My problem with Traveller's Jump Exit game mechanics in use since the start of Classic Traveller Onwards, is the lack of precision in what exactly is happening with the Jump and its Variability spent in Jump space.
Time: does time pass at a 1 for 1 ratio within a jump bubble as with the external to jump bubble normal space? For example, if I enter Jump space at 11:00 PM day 23:00:00, 100-1105 (Imperial reckoning by calendar date), and exit jump space after spending an additional 6% time in jump space (7 x 24 x 1.06) or 7 days, 10 hours 4 minutes 48 seconds, will it now be 09:04:48 108-1105? To the people aboard the ship, all of that time passed. To the rest of the universe, did that time pass, or did precisely 7 days pass?
If the former, where the time in jump space bubble matches the time spent in physical universe, the sun that the jump was targeted to end up in, has moved an addition distance that the 6% extra time in Jump space didn't account for. In addition, the planet itself will have moved a given distance to take into account the extra 10 hours, 4 minutes and 48 seconds of its own motion.
In the end, the exit point, having missed its intended target point of precisely 168 hours transit time in jump space, will no longer be pointing at the impact point of its intended target. Between the star's own motion and the planet's own motion, a near-C projectile will miss its intended target even if its original aim had been spot on! So the +/- 10% rules given in CT, largely imply that the object will miss its target.
The real issue is what happens when you take a maneuver drive, connect it to an asteroid, power it up, and point it towards where a given planet will be in a given time required to move the asteroid into a collision course.
WARNING! Talking about near-C rocks, or the issues involved with navigation and/or jump space trip duration and implications therein, will run into the issue that many people, playing different versions of Traveller, will disagree with the analysis or how Jump Drives work.
To give you an idea of how different game systems can truly be with regards to Traveller...
CT had it where you only rolled for miss-jump if your ship did not submit to the once per year maintenance interval, or used unrefined fuel, or jumped within a given distance of a planetary mass.

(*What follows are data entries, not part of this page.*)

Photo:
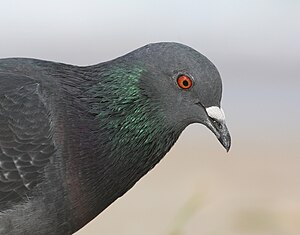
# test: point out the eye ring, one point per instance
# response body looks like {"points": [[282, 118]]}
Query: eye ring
{"points": [[184, 82]]}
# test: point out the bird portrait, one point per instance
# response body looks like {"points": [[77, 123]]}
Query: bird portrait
{"points": [[73, 139]]}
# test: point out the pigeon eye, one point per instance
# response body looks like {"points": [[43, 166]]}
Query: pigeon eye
{"points": [[184, 82]]}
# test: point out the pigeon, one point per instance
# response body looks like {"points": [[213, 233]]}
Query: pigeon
{"points": [[73, 139]]}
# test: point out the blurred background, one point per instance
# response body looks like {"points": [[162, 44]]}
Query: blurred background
{"points": [[198, 188]]}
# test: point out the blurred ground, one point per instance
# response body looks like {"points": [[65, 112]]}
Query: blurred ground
{"points": [[252, 190]]}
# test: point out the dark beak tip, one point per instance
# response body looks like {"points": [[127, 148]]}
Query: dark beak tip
{"points": [[226, 142]]}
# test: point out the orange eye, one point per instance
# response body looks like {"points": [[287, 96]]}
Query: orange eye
{"points": [[184, 82]]}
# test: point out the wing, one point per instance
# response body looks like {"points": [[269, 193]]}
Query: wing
{"points": [[26, 144]]}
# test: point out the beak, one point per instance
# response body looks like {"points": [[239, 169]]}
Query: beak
{"points": [[221, 131], [216, 123]]}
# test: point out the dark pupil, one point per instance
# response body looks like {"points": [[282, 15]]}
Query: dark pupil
{"points": [[185, 83]]}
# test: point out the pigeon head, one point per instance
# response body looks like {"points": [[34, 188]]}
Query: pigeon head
{"points": [[184, 85]]}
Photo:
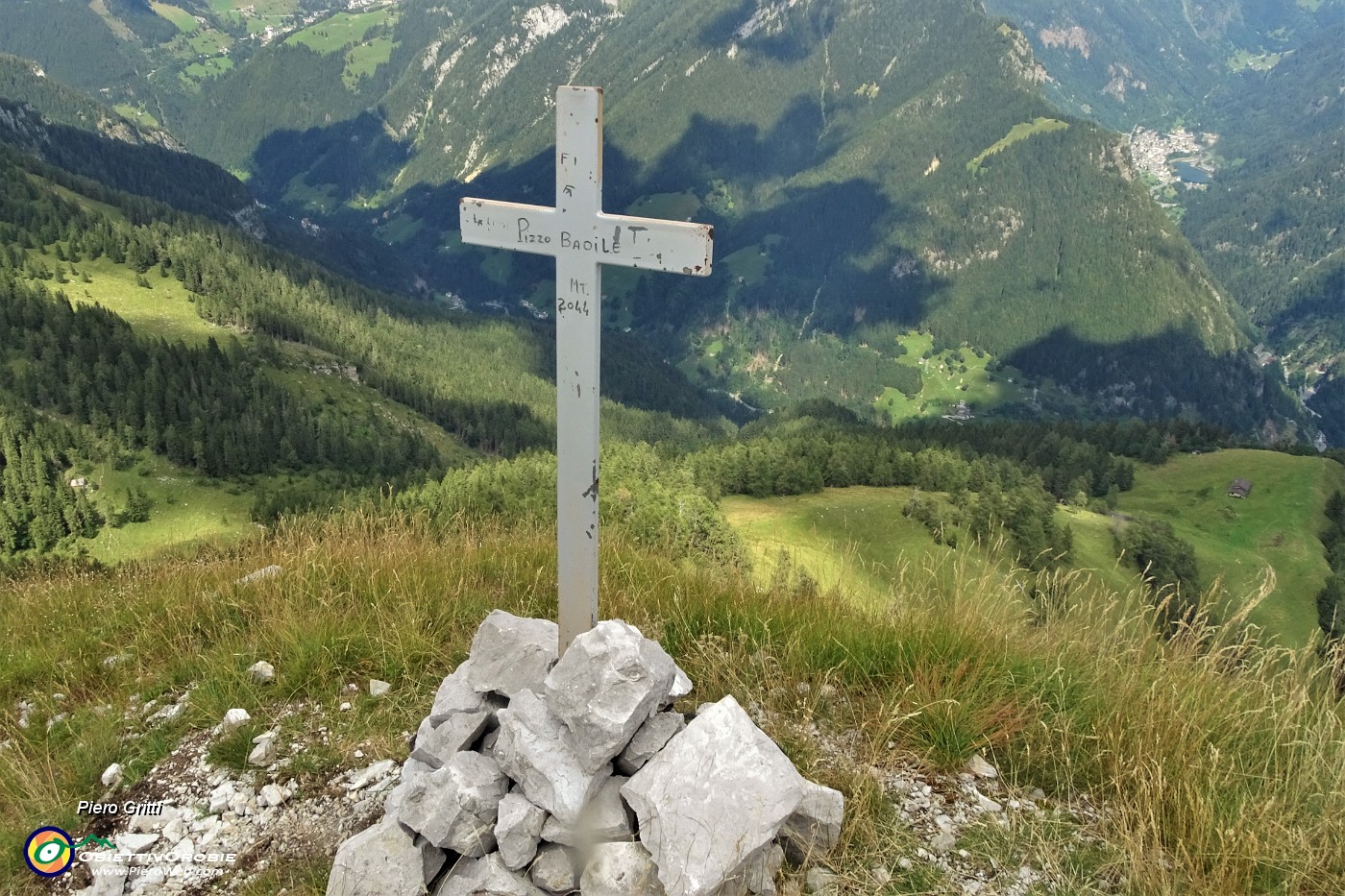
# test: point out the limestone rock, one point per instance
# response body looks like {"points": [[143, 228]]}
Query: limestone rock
{"points": [[261, 671], [681, 685], [621, 869], [981, 768], [648, 739], [602, 819], [484, 878], [712, 798], [134, 844], [608, 682], [258, 574], [822, 882], [456, 695], [456, 734], [554, 869], [456, 806], [234, 718], [110, 880], [816, 825], [511, 654], [518, 831], [534, 750], [383, 860], [759, 875]]}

GURPS TRAVELLER requires that the Pilot make its skill roll on 3d6. The Navigator makes its roll versus skill on 3d6, and the Engineer makes its skill roll on 3d6.
The problem with the GURPS TRAVELLER approach versus CT is that the odds of all three skill rolls succeeding are less than the rules used in CT (which made jumps automatic). The odds of a crew with skill at 12 on 3D6, is a roughly 3/4 chance of success for one roll. But the odds (statistically speaking) of all three rolls succeeding is equal to the odds of each roll times the others. So: .75 x .75 x .75 = .4219 (Call it a 42% chance of successfully entering jump space in one attempt).
I'm sure others can chime in on the oddities of different systems versus the original CT version (not to mention TRAVELLER: THE NEW ERA's version of how the maneuver drives work!)
In the end? It will boil down to what YOU want to do with YOUR game. If people have fun playing in your game universe where the maximum speed of a ship using Maneuver drives is 10% the speed of light, then so be it. If Near C rocks can exist in your Traveller Universe, then so be it.
I will confess however - it is nice when you can ask a physics question and get an answer back.
For me, I guess, in the end, it boils down t the story and having some level of internal self-consistency where it comes to administering a game for my players. I really HATE the jump rules in GURPS TRAVELLER where the stellar masses can cause a ship to drop out of Jump space. It wasn't in the original CT rules, and it annoys me from time to time. My solution? Ignore the rule and not use it.